Distance (distance)¶
The following example demonstrates how to compute distances between two instances:
import Orange
data = Orange.data.Table("iris")
#build a distance with a DistanceConstructor
measure = Orange.distance.Euclidean(data)
print "Distance between first two examples:", \
measure(data[0], data[1]) #use the Distance
A matrix with all pairwise distances can be computed with distance_matrix:
matrix = Orange.distance.distance_matrix(data)
print "Distance between first two examples:", \
matrix[0,1]
Unknown values are treated correctly only by Euclidean and Relief distance. For other measures, a distance between unknown and known or between two unknown values is always 0.5.
Computing distances¶
Distance measures typically have to be adjusted to the data. For instance, when the data set contains continuous features, the distances between continuous values should be normalized to ensure that all features have similar impats, e.g. by dividing the distance with the range.
Distance measures thus appear in pairs:
- a class that constructs the distance measure based on the data (subclass of DistanceConstructor, for example Euclidean), and returns is as
- a class that measures the distance between two instances (subclass of Distance, for example EuclideanDistance).
- class Orange.distance.DistanceConstructor¶
- class Orange.distance.Distance¶
- __call__(instance1, instance2)¶
Return a distance between the given instances (as a floating point number).
Pairwise distances¶
- Orange.distance.distance_matrix(data, distance_constructor=<type 'Orange.distance.Euclidean'>, progress_callback=None)¶
A helper function that computes an Orange.misc.SymMatrix of all pairwise distances between instances in data.
Parameters: - data (Orange.data.Table) – A data table
- distance_constructor (Orange.distances.DistanceConstructor) – An DistanceConstructor instance (defaults to Euclidean).
- progress_callback (function) – A function (taking one argument) to use for reporting the on the progress.
Return type:
Measures¶
Distance measures are defined with two classes: a subclass of obj:DistanceConstructor and a subclass of Distance.
- class Orange.distance.Hamming¶
- class Orange.distance.HammingDistance¶
The number of features in which the two instances differ. This measure is not appropriate for instances that contain continuous features.

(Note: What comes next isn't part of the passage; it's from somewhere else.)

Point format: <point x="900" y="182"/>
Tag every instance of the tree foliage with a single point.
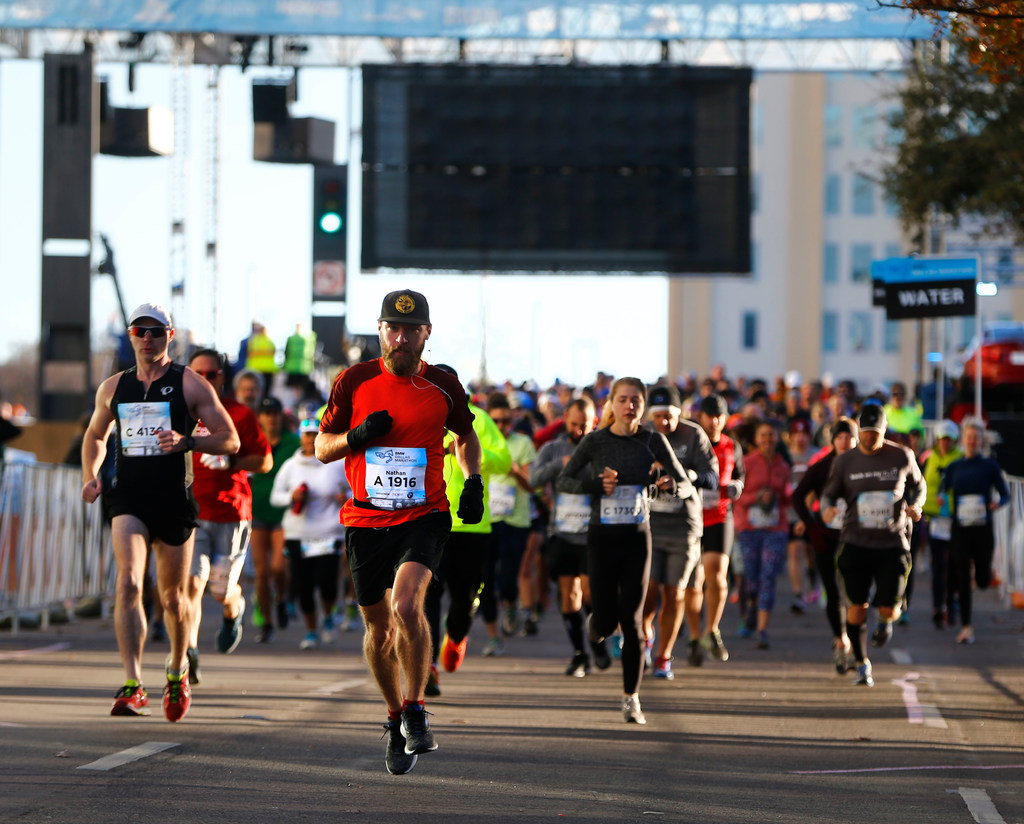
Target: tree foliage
<point x="961" y="150"/>
<point x="991" y="33"/>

- class Orange.distance.Maximal¶
- class Orange.distance.MaximalDistance¶
The maximal distance between two feature values. If dist is the result of feature_distances, then Maximal returns max(dist).

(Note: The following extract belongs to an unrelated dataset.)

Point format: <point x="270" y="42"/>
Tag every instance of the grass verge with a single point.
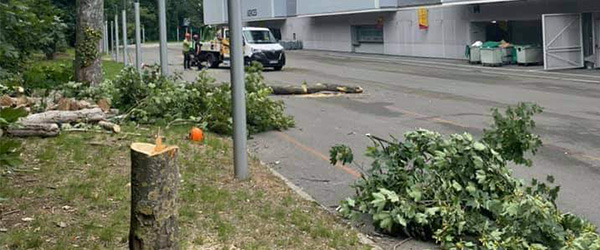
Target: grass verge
<point x="110" y="68"/>
<point x="73" y="191"/>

- class Orange.distance.Manhattan¶
- class Orange.distance.ManhattanDistance¶
The sum of absolute values of distances between pairs of features, e.g. sum(abs(x) for x in dist) where dist is the result of feature_distances.
- class Orange.distance.Euclidean¶
- class Orange.distance.EuclideanDistance¶
The square root of sum of squared per-feature distances, i.e. sqrt(sum(x*x for x in dist)), where dist is the result of feature_distances.
- distributions()¶
A Distribution containing the distributions for all discrete features used for computation of distances between known and unknown values.
- both_special_dist()¶
A list containing the distance between two unknown values for each discrete feature.
Unknown values are handled by computing the expected square of distance based on the distribution from the “training” data. Squared distance between
- A known and unknown continuous feature equals squared distance between the known and the average, plus variance.
- Two unknown continuous features equals double variance.
- A known and unknown discrete feature equals the probability that the unknown feature has different value than the known (i.e., 1 - probability of the known value).
- Two unknown discrete features equals the probability that two random chosen values are equal, which can be computed as 1 - sum of squares of probabilities.
Continuous cases are handled as inherited from DistanceNormalized. The data for discrete cases are stored in distributions (used for unknown vs. known value) and in both_special_dist (the precomputed distance between two unknown values).
- class Orange.distance.Relief¶
- class Orange.distance.ReliefDistance¶
Relief is similar to Manhattan distance, but incorporates the treatment of undefined values, which is used by ReliefF measure.
This class is derived directly from Distance.
- class Orange.distance.PearsonR¶
- class Orange.distance.PearsonRDistance(**argkw)¶
Pearson correlation coefficient.
- __call__(e1, e2)¶
Parameters: - e1 – data instances.
- e2 – data instances.
Returns Pearson’s disimilarity between e1 and e2, i.e. (1-r)/2 where r is Pearson’s rank coefficient.
- class Orange.distance.SpearmanR¶
- class Orange.distance.SpearmanRDistance(**argkw)¶
Spearman’s rank correlation coefficient.
- __call__(e1, e2)¶
Parameters: - e1 – data instances.
- e2 – data instances.
Returns Sprearman’s disimilarity between e1 and e2, i.e. (1-r)/2 where r is Sprearman’s rank coefficient.
- class Orange.distance.Mahalanobis¶
Utilities¶
- class Orange.distance.DistanceNormalized¶
An abstract class that provides normalization.
- normalizers¶
A precomputed list of normalizing factors for feature values. They are:
- 1/(max_value-min_value) for continuous and 1/number_of_values for ordinal features. If either feature is unknown, the distance is 0.5. Such factors are used to multiply differences in feature’s values.
- -1 for nominal features; the distance between two values is 0 if they are same (or at least one is unknown) and 1 if they are different.
- 0 for ignored features.
- bases, averages, variances
The minimal values, averages and variances (continuous features only).
- domain_version¶
The domain version changes each time a domain description is changed (i.e. features are added or removed).
- feature_distances(instance1, instance2)¶
Return a list of floats representing normalized distances between pairs of feature values of the two instances.